The gossip in insurance circles will inevitably turn to what Mr Haste does next. The man himself is coy, insisting that he has no specific plans but still has enthusiasm for business challenges.
Having proved that he has what it takes to turn round an unloved insurance group, speculation will surely centre on whether Aviva is next in line.
On one level, it does not matter to Mike Lawrie, chief executive of Misys, that a potential deal with Fidelity National Information Services fell through. The bid talks elevated the Misys share price above 400p for more than 20 days so Mr Lawrie now looks likely to receive all the share options he was granted when he took the helm in 2006.

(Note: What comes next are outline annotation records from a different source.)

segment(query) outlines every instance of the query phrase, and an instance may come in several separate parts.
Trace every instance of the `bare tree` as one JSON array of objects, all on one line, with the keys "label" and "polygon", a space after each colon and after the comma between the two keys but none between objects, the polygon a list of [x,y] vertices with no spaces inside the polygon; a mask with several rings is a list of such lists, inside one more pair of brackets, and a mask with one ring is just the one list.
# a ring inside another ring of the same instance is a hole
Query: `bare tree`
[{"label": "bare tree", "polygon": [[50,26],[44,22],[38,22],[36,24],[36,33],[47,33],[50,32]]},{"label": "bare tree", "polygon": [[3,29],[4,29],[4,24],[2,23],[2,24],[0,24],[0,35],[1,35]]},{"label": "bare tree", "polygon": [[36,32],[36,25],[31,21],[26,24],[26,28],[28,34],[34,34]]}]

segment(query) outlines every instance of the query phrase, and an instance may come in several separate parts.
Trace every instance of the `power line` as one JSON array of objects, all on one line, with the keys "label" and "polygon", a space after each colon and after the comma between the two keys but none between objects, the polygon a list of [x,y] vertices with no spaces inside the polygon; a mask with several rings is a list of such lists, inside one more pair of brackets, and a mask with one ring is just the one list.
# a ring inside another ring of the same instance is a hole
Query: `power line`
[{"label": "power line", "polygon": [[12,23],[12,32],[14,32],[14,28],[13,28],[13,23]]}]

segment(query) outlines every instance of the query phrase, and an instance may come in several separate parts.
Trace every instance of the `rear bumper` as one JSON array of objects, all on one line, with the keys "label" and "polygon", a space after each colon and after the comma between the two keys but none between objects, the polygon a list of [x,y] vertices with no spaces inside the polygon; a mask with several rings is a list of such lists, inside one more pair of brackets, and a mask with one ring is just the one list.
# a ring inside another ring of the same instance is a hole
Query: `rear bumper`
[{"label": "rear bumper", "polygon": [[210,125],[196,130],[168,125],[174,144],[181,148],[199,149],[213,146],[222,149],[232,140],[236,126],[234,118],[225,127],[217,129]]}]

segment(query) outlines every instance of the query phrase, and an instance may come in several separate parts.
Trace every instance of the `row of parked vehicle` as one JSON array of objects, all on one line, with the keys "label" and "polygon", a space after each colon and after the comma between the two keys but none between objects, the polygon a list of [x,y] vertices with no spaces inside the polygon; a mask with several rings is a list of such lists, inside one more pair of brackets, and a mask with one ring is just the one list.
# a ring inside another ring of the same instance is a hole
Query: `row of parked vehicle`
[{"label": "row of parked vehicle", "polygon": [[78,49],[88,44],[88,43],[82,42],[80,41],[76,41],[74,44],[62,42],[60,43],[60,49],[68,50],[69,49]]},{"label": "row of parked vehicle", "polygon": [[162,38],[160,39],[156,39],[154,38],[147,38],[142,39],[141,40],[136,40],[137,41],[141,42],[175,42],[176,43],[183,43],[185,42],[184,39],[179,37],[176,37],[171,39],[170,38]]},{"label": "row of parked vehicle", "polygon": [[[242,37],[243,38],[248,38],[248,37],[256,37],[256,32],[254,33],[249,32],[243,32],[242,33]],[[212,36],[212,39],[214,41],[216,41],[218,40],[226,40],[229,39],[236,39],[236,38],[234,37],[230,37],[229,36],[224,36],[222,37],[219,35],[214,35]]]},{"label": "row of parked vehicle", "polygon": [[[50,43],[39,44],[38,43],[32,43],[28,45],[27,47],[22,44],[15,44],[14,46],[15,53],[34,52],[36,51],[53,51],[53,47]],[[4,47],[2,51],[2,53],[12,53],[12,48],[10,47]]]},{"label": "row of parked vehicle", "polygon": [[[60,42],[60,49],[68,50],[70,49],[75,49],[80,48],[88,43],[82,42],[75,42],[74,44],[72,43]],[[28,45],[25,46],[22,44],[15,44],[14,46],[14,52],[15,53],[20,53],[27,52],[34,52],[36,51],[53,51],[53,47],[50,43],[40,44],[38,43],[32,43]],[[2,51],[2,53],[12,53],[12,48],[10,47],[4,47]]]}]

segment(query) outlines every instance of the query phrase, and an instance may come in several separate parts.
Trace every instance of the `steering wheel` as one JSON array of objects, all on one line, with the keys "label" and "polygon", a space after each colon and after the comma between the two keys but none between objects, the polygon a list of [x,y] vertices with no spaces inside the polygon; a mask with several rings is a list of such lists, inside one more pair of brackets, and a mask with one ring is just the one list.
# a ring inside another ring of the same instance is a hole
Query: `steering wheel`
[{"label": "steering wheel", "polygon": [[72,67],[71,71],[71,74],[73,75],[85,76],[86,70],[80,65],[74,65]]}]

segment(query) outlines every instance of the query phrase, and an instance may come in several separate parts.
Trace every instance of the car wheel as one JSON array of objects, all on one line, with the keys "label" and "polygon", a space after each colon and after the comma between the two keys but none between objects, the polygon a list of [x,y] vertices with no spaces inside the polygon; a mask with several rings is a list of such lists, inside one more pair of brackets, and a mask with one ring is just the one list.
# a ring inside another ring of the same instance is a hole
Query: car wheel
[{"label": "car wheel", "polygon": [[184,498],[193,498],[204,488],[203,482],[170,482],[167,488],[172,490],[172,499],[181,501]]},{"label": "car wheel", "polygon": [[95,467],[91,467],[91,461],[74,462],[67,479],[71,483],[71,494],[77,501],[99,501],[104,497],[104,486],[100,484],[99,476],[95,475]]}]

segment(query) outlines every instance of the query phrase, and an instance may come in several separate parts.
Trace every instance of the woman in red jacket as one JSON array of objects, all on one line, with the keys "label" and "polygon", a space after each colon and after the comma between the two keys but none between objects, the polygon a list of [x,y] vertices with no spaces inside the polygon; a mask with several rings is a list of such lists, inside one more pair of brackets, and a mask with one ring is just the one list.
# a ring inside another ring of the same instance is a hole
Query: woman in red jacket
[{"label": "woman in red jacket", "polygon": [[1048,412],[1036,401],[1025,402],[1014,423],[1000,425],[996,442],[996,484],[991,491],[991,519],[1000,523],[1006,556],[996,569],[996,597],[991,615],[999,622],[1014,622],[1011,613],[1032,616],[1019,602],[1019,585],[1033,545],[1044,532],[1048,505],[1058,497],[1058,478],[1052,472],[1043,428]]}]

But there must be frustration at a job unfinished. Mr Lawrie came in five years ago to turn round and sell a UK business seen as something of a basket case. ValueAct, the activist shareholder that owns 20 per cent of Misys, was keen to extract value from the company within about five years. The time is almost up but only half the job is done.
Mr Lawrie beefed up the healthcare software business and sold the division two years later for £670m. Most of the money was returned to shareholders.
The remaining banking business has been tougher to shift. Analysts cite plenty of potential buyers, from Oracle to Temenos, but Fidelity was the only bidder. It has now looked at Misys twice and decided to walk away. The dispute this time was over price.
Misys still has to prove its business has truly turned round. It has introduced a new software platform, BankFusion, but so far has just 40 customers. The acquisition of Sophis, an Irish rival, still has to be bedded in. In another year or so, if growth continues, Misys could be in a stronger position to ask for the 450p a share it is thought to have been looking for. The company will undoubtedly try again to find a buyer.